Perum Bulog Kantor Cabang Banyuwangi, Jawa Timur, menerima beras impor dari Vietnam dan Thailand sebanyak sekitar 24.000 ton untuk didistribusikan ke beberapa daerah.

Pemimpin Perum Bulog Cabang Banyuwangi Harisun mengemukakan bahwa beras impor dari pusat yang dikirim pada pertengahan tahun 2023 melalui Pelabuhan Tanjung Wangi, Desa Ketapang, Kecamatan Kalipuro.
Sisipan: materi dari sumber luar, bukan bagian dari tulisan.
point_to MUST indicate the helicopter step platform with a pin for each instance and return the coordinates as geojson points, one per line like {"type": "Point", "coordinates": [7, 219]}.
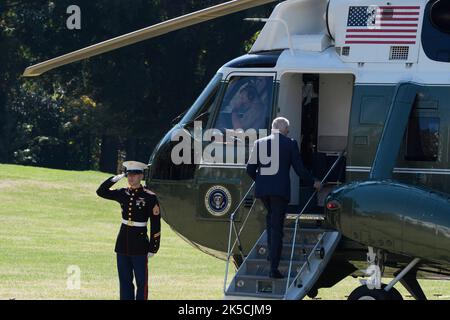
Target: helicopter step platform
{"type": "Point", "coordinates": [312, 252]}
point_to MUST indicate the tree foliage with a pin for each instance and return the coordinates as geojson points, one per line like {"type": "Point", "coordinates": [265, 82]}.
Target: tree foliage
{"type": "Point", "coordinates": [90, 114]}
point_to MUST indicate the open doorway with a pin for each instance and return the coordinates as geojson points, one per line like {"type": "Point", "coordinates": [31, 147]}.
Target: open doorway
{"type": "Point", "coordinates": [318, 107]}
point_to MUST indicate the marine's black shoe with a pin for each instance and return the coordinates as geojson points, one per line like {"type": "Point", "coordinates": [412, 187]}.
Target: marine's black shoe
{"type": "Point", "coordinates": [276, 274]}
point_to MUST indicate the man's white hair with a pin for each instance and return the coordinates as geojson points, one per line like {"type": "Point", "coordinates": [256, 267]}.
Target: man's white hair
{"type": "Point", "coordinates": [280, 124]}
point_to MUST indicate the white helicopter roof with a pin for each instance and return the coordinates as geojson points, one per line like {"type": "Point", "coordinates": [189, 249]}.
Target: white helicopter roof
{"type": "Point", "coordinates": [377, 41]}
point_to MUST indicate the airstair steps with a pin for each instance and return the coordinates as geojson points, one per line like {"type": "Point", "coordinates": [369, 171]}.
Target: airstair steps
{"type": "Point", "coordinates": [313, 249]}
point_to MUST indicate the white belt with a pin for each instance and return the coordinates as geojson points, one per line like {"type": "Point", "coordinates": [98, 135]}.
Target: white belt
{"type": "Point", "coordinates": [134, 224]}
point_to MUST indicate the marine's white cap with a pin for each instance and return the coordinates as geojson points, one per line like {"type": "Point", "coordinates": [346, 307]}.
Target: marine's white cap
{"type": "Point", "coordinates": [134, 166]}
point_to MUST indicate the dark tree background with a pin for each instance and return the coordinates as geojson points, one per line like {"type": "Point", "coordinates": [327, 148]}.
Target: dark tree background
{"type": "Point", "coordinates": [91, 115]}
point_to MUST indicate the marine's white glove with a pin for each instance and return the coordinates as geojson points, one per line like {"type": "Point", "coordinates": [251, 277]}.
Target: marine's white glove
{"type": "Point", "coordinates": [118, 177]}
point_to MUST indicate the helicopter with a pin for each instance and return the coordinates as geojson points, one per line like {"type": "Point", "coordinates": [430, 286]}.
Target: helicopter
{"type": "Point", "coordinates": [366, 87]}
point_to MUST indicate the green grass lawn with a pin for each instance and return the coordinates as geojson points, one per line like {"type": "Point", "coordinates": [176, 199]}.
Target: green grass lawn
{"type": "Point", "coordinates": [52, 219]}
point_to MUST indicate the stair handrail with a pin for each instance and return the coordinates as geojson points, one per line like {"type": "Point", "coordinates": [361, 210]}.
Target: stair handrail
{"type": "Point", "coordinates": [237, 233]}
{"type": "Point", "coordinates": [297, 219]}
"Selain untuk kebutuhan dan persediaan di Banyuwangi, kami juga mendapatkan tugas dari Bulog pusat untuk mendistribusikan beras tersebut ke tiga daerah," kata Harisun saat dihubungi di Banyuwangi, Jawa Timur, Selasa.

Dia menyebutkan, ada sekitar 16.000 ton beras medium yang juga didistribusikan ke ketiga daerah, yakni Bulog Bali, Bulog Nusa Tenggara Timur (NTT) dan Bulog Cabang Bondowoso (Jawa Timur).

Harisun merinci beras impor itu dikirim ke Bulog Bali sebanyak 7.000 ton, ke Bulog Nusa Tenggara Timur 5.500 ton dan ke Bulog Bondowoso yang juga membawahi Situbondo sebanyak 3.500 ton.

"Tujuan pengiriman beras ke Bali, NTT dan Bondowoso untuk pemerataan stok beras di seluruh Indonesia. Ketiga daerah tersebut merupakan daerah yang kekurangan stok beras," ujar dia.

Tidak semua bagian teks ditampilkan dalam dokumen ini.